Top-ranked Belarussian Victoria Azarenka, who won the Australian Open earlier this year, needed only 59 minutes to rout China’s Zheng Jie 6-0, 6-1.

One favorite who was handed a third-round exit was Zheng’s compatriot Li Na, who became the latest victim of British giant-killer Laura Robson.

None of Friday’s array of former champions excited the passions of the Flushing Meadows faithful more than Roddick, the never-say-die Texan who never saw a fight he did not like.

Roddick, 30, blasted 13 aces in the one hour, 27-minute rout under the lights before almost 25,000 people at the raucous Arthur Ashe Stadium.

“I had no idea what was going to happen out there, honestly, even before the match,” said Roddick, the 2003 US Open champion. “I’ve played a lot of matches.”

“That was a different kind of nerves than I’ve had before. That was surprising for me,” he added.

An emotional Roddick said he did not know if he played so well because it could have been his last match.

“Felt weird before the match,” he said. “Twenty minutes before it was kind of getting the best of me. I kind of had to like get my stuff together before I walked out there. So by no means am I an expert on this. It’s still a little different. It worked. I played well.

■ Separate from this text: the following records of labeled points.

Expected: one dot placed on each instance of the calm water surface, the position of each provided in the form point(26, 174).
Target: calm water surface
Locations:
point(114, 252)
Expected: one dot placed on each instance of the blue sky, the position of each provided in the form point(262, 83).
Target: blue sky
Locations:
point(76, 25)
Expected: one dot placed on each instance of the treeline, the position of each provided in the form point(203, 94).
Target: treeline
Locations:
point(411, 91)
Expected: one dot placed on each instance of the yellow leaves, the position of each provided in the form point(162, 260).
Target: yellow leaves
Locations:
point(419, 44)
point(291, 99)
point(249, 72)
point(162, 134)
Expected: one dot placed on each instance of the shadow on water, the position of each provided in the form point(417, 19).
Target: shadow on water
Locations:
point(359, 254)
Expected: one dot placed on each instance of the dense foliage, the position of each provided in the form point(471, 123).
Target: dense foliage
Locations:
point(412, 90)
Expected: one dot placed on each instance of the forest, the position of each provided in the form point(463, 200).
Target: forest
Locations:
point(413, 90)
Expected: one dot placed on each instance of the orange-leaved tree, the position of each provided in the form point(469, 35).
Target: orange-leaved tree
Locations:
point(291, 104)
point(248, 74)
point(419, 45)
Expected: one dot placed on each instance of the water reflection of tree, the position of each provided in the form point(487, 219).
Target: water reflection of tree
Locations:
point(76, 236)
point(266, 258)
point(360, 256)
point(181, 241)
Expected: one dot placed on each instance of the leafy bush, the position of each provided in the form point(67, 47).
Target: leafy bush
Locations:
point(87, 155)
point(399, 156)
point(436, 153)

I don’t know why.”

Robson’s gritty 6-4, 6-7, 6-2 triumph over former French Open champion Li, who triumphed in Cincinnati earlier this month, also created a buzz at Flushing Meadows.

Robson sent four-times Grand Slam champion Kim Clijsters into retirement in the second round, but her upset of ninth-seeded Li surely made believers of those who thought she might be a one-hit wonder.

Next up in the fourth round is Australian Stosur.

“I have had a fairly tough draw, haven’t I?” the soft-spoken 18-year-old, who was born in Australia, told reporters with a laugh. “You have to beat who is in front of you. ... That’s what I managed to do so far. I play Stosur now, who is defending champ. That’s going to be really tough.”

At 2-2 in the third set, Robson thought she had broken serve, but umpire Louise Engzell ruled that the point should be replayed, even though Li had missed with her return.

The 89th-ranked Robson, however, refused to bend, breaking Li’s serve twice to lead 5-2 before serving out the match.

The defending champions had little trouble advancing, as Djokovic blitzed Brazilian Rogerio Dutra Silva 6-2, 6-1, 6-2 in the sun-drenched stadium, while Stosur cruised by the US’ Vavara Lepchenko 7-6, 6-2 on the same court.

Djokovic dropped just two games in his opening-round win over Italy’s Paolo Lorenzi and Silva managed only three more as the second-seeded Serb was in a different class.

Stosur was broken in the opening game of her match, setting the tone for a grueling first set, which lasted 59 minutes. However, the Australian secured the tiebreaker 7-5 and blew through the second set over a frustrated Lepchenko in 29 minutes.